Nel film questi “inseminator” si chiamano “Ingegneri” ed hanno un aspetto del tutto simile all’uomo.

I protagonisti della storia, ingaggiati dal noto (per gli amanti dei film di Alien) Weyland – un uomo vecchio e prossimo alla morte che cerca di scoprire il proprio creatore per sfuggire alla morte stessa – si recano sul pianeta Lv 426 guidati da una mappa astrale trovata in alcuni scavi archeologici.
Giunti sul pianeta scoprono presto che una delle montagne vicine è vuota al suo interno e decidono di perlustrarla, venendo così a contatto con creature estremamente maligne e letali, tanto da avere determinato la morte degli stessi “Ingegneri”, salvo uno. Questi, come avranno modo di scoprire, ha il compito di spedire il suo pericoloso contenuto sulla Terra.
Di tutto l’equipaggio si salverà solo l’archeologa, che deciderà di andare alla ricerca delle origini degli “Ingegneri”, facendosi aiutare da un androide di nome David.

Tutto sommato un buon film che suggerisce allo spettatore alcune riflessioni:

  1. Se siamo frutto di qualcuno, chi ha creato quel qualcuno?
  2. Quali sono state le ragioni per crearci?

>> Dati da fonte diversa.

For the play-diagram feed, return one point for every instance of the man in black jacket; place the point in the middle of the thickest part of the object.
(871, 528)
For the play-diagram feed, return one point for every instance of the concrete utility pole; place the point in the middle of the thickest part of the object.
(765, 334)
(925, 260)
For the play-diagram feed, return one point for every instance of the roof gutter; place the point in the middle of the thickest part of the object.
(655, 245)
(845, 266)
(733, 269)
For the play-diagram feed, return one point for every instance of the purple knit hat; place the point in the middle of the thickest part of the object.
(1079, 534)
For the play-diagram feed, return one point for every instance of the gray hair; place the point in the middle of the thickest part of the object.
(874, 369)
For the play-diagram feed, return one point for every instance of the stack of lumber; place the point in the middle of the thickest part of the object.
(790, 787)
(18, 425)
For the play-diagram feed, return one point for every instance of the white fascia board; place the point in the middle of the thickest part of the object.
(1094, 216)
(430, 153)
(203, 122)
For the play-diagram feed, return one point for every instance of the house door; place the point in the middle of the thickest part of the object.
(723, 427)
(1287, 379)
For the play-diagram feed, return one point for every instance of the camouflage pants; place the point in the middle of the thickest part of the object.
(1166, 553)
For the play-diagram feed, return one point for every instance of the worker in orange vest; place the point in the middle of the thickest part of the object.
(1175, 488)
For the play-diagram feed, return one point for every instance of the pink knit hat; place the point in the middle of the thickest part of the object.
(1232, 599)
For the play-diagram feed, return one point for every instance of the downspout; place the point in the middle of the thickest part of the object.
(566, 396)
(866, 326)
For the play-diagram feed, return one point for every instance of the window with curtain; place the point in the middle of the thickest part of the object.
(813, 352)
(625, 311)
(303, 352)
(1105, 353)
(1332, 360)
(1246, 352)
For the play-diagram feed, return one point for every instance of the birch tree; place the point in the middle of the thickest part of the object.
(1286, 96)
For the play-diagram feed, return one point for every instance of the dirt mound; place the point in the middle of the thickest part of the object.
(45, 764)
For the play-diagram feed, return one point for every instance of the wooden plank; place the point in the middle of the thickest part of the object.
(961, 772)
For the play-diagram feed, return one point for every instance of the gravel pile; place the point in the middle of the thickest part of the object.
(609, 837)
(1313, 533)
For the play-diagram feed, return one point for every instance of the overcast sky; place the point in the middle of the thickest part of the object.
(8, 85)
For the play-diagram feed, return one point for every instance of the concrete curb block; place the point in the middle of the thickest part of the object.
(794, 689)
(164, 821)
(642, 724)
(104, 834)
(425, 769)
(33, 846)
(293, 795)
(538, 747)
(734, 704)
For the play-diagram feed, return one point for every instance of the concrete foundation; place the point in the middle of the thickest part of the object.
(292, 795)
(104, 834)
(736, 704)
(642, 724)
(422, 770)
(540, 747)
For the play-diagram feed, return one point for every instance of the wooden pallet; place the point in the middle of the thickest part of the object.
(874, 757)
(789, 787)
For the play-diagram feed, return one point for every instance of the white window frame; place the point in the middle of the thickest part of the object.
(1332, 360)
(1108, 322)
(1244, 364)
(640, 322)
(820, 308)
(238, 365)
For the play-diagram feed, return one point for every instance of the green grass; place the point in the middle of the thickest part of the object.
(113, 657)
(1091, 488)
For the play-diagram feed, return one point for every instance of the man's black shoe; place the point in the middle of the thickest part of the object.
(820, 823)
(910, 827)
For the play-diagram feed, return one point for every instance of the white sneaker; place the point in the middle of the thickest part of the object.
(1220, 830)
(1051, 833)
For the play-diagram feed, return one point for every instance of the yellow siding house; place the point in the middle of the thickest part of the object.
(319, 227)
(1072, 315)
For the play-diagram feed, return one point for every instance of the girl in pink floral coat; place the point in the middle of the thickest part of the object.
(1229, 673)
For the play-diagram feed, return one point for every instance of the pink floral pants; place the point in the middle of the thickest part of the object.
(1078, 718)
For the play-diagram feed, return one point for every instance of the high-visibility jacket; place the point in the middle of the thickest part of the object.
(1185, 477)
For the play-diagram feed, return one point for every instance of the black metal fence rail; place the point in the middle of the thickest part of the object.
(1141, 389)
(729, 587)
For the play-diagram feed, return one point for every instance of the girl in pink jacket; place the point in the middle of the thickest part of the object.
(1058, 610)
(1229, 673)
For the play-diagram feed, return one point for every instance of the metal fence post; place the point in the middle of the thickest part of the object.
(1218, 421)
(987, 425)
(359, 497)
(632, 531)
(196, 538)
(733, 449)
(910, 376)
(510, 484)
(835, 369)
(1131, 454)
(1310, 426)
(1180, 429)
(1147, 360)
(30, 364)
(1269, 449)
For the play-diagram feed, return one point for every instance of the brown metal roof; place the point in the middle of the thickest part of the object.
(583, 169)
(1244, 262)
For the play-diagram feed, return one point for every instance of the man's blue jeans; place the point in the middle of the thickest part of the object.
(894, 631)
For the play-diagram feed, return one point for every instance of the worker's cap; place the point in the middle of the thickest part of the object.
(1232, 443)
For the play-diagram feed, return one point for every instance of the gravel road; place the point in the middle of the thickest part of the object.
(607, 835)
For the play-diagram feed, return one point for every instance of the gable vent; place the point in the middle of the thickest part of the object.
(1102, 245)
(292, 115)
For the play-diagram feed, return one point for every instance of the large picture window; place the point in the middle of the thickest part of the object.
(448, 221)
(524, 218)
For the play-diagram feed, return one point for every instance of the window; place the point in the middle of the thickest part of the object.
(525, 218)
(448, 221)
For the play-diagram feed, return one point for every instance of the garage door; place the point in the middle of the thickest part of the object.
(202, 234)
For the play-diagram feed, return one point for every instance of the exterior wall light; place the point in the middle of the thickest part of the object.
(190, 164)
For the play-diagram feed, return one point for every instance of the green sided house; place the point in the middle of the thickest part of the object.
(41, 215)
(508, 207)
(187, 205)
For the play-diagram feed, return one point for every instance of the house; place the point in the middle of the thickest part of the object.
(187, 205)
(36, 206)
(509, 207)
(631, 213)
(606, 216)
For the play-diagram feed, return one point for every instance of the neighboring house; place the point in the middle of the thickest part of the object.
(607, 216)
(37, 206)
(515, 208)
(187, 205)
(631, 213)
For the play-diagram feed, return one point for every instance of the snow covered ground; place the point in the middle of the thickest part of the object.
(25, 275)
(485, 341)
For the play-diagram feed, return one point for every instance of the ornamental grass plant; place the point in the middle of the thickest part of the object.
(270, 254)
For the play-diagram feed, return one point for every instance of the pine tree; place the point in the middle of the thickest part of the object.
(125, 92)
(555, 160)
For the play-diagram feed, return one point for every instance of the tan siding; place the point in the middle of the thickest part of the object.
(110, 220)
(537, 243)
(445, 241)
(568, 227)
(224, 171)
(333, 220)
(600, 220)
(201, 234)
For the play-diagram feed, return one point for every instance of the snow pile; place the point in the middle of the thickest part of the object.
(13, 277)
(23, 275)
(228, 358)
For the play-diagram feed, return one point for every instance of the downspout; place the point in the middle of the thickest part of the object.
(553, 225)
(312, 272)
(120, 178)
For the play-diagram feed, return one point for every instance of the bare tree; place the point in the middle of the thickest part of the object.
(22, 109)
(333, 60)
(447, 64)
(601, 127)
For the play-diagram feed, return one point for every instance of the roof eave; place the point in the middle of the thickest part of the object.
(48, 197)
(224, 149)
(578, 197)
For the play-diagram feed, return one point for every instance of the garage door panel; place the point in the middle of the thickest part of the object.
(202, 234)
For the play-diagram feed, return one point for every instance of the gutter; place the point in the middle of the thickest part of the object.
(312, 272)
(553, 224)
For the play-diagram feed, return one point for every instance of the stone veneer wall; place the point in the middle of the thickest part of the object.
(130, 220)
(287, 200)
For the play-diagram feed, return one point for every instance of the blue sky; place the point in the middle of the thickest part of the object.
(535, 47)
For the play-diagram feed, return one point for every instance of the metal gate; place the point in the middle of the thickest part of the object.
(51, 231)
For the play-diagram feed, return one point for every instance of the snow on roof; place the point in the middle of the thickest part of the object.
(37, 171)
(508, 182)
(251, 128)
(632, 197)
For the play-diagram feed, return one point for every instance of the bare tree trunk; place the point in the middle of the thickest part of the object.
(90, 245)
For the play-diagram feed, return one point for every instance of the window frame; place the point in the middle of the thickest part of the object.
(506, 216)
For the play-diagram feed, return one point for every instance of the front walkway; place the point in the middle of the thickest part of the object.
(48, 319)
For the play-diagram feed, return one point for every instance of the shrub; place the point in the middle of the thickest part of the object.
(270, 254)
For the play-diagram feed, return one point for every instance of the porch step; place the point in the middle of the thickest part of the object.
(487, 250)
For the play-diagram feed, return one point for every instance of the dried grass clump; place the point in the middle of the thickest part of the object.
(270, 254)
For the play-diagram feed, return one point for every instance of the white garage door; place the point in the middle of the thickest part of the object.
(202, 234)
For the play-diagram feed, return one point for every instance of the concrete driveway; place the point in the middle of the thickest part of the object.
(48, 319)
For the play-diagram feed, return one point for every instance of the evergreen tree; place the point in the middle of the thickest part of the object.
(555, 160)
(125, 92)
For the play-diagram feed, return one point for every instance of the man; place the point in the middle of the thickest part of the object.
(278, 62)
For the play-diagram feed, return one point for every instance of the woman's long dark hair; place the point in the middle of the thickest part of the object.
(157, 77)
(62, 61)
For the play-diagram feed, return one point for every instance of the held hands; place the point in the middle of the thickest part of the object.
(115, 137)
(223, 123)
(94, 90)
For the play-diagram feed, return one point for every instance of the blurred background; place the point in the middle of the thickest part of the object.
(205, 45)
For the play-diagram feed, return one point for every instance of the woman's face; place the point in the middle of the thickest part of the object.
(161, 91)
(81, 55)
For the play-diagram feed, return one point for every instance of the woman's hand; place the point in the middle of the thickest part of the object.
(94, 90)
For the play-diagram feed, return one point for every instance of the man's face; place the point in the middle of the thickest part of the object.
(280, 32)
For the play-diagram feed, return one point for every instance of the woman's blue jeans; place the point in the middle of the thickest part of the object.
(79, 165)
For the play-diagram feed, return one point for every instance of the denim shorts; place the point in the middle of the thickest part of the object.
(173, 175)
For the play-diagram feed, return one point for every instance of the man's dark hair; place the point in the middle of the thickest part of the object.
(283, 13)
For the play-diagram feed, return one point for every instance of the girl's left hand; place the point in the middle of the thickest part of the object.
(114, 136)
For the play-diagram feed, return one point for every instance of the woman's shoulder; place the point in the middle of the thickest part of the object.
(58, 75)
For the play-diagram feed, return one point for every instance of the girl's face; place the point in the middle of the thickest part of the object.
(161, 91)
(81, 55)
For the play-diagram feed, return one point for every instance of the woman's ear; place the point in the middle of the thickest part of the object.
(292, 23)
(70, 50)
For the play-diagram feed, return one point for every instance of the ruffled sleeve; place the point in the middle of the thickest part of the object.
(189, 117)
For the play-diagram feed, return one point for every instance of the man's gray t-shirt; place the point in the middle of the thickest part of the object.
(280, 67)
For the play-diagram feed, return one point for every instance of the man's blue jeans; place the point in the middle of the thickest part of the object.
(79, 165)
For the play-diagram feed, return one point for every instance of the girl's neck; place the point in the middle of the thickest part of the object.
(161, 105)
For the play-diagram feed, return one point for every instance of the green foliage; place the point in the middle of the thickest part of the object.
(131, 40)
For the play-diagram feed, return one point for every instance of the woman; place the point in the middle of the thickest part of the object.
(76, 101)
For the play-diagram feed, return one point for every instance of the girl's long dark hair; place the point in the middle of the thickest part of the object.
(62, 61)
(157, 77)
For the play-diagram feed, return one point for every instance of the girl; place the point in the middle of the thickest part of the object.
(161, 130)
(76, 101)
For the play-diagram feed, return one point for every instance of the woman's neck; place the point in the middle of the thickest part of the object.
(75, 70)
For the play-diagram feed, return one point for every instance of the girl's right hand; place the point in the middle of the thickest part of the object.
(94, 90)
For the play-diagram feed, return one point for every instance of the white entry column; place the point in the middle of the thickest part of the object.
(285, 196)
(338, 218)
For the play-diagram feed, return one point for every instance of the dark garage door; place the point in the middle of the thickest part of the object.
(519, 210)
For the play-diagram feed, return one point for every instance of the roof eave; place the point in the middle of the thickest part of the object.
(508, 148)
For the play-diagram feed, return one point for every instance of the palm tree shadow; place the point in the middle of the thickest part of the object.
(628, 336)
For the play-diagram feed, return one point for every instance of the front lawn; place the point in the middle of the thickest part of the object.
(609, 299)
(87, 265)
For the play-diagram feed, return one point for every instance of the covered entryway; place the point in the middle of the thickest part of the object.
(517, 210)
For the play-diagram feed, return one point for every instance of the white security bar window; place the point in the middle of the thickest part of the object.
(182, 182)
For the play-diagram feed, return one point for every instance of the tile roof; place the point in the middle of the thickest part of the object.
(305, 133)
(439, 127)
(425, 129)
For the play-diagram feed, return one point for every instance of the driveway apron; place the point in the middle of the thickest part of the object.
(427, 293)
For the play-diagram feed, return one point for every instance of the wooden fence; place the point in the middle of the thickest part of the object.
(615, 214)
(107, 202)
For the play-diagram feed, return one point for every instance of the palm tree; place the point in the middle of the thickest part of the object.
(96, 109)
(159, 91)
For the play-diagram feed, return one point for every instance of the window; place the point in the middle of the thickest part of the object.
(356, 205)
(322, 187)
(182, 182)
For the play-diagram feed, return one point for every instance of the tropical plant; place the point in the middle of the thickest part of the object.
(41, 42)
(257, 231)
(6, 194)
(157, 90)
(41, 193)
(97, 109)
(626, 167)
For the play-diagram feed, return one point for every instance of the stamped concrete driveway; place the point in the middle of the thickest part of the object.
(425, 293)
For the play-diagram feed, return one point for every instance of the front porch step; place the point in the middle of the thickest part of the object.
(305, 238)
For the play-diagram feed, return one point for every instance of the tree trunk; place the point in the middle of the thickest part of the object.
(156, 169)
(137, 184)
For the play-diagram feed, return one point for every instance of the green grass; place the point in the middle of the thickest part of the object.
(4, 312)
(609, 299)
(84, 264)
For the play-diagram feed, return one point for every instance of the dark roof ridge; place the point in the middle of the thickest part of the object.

Nel film – in inglese con i sottotitoli arabi, sovratitolati in italiano – è interessante la domanda che l’androide rivolge ad un membro dell’equipaggio: “Perchè ci avete creati?” e la risposta è lapidaria: “Perchè potevamo farlo!”.
    Certo che per i più credenti sarebbe triste ricevere la stessa risposta da chi ci ha creati – se c’è un qualcuno.

    Crollerebbe tutto il castello di altolocate motivazioni e di comodi misteri. Potremmo scoprire che, in fondo, non siamo altro che dei prodotti, come lavatrici, computer, piante geneticamente modificate, e via dicendo.
  3. Vorremmo veramente sapere chi ci ha creati? Potremmo scoprire che siamo degli errori, o solo un gradino evolutivo verso un prodotto di ben altre grandezze.
  4. Vorremmo davvero scoprire che non siamo noi la massima espressione della Natura, come siamo stati educati a pensare?

Il film, nelle parti finali, indica decisamente la via alla successiva pellicola – quell’Alien dello stesso regista che, nel 1979, stupì il mondo per la sua bellezza, per il suo terrore e per la pregevole fattura.
Mi è piaciuto certo, ma non come il primo Alien e di certo non ho la minima intenzione di cacciare 8 euri e 20 centesimi per andarlo a rivedere al cinema. Farmi rubare il denaro non è il mio hobby preferito.